Completamente atónita ante aquello que veía, solo se le ocurrió inclinarse en el retrete, pudiendo ver su reflejo estampado en el agua de éste: sus ojos se habían hinchado como dos nueces, lucían un color ámbar intenso y los cruzaba una delgada línea azabache que no era otra cosa que la pupila; dos grandes orejas, brotadas en la parte superior de su frente, ascendían en pico; un tímido hocico le suplantaba la nariz, y de sus mejillas peludas salían bigotes afilados.
—¿Estáis bien? —se escuchó la voz baja y áspera de Goyle surgir de uno de los retretes.
—Sí —contestaron Pansy, con su habitual tono soberbio, y Crabbe, mediante un gruñido desagradable.
Hermione, a pesar de escuchar como sus amigos empezaban a levantarse, restó estática frente al retrete, analizándose repetidamente e intentando comprender cuál era el error que había podido cometer.

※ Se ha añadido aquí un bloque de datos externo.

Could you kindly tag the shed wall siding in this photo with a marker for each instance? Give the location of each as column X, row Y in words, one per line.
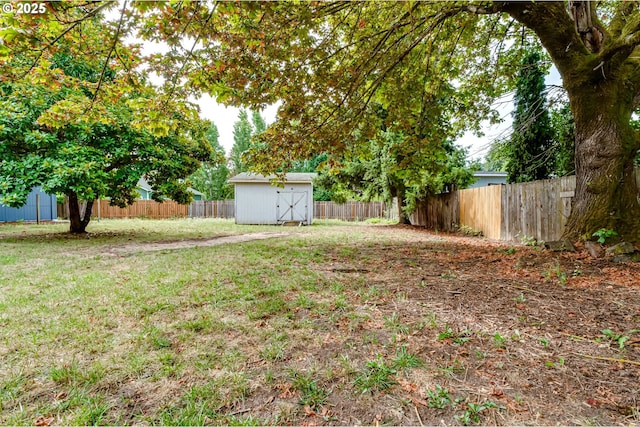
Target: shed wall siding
column 48, row 208
column 256, row 203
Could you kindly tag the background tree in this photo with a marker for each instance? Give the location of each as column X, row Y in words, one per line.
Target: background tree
column 243, row 132
column 211, row 178
column 529, row 151
column 52, row 134
column 326, row 61
column 563, row 128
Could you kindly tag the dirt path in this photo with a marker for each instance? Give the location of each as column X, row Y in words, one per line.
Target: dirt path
column 193, row 243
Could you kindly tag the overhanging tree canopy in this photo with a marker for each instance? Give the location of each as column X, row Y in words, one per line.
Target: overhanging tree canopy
column 58, row 130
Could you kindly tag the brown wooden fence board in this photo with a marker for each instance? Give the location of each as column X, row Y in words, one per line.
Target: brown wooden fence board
column 440, row 212
column 142, row 209
column 351, row 211
column 212, row 209
column 480, row 209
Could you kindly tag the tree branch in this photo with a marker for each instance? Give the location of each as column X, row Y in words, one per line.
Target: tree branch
column 106, row 62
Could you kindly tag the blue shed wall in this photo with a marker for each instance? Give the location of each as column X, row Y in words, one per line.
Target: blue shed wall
column 48, row 208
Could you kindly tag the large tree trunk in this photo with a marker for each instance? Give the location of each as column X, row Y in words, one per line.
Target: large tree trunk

—Será mejor que nos vayamos —volvió a comentar la voz de Goyle, a quien la castaña identificó como a Harry—. Aún tenemos que averiguar dónde se encuentra la sala común de Slytherin... espero que demos con alguien a quien podamos seguir hasta allí.
Unos instantes después, un par de golpes sonaron en la puerta de su retrete, a espaldas de su persona.
—Vamos —insistió Susan con la voz de Pansy—. Tenemos que irnos, Hermione.
—Me... me temo que no voy a poder ir —declaró ella en un hilo de voz, aún observándose reflejada en el agua—. Id vosotros sin mí.
—Hermione, ya sabemos que Millicent Bulstrode es fea... —objetó Ron con el tono de Crabbe—. Pero nadie va a saber que eres tú.
—No, de verdad... no puedo ir. Daos prisa vosotros, no perdáis tiempo.
Sus tres compañeros, situados frente a la puerta de su retrete, se observaron desconcertados.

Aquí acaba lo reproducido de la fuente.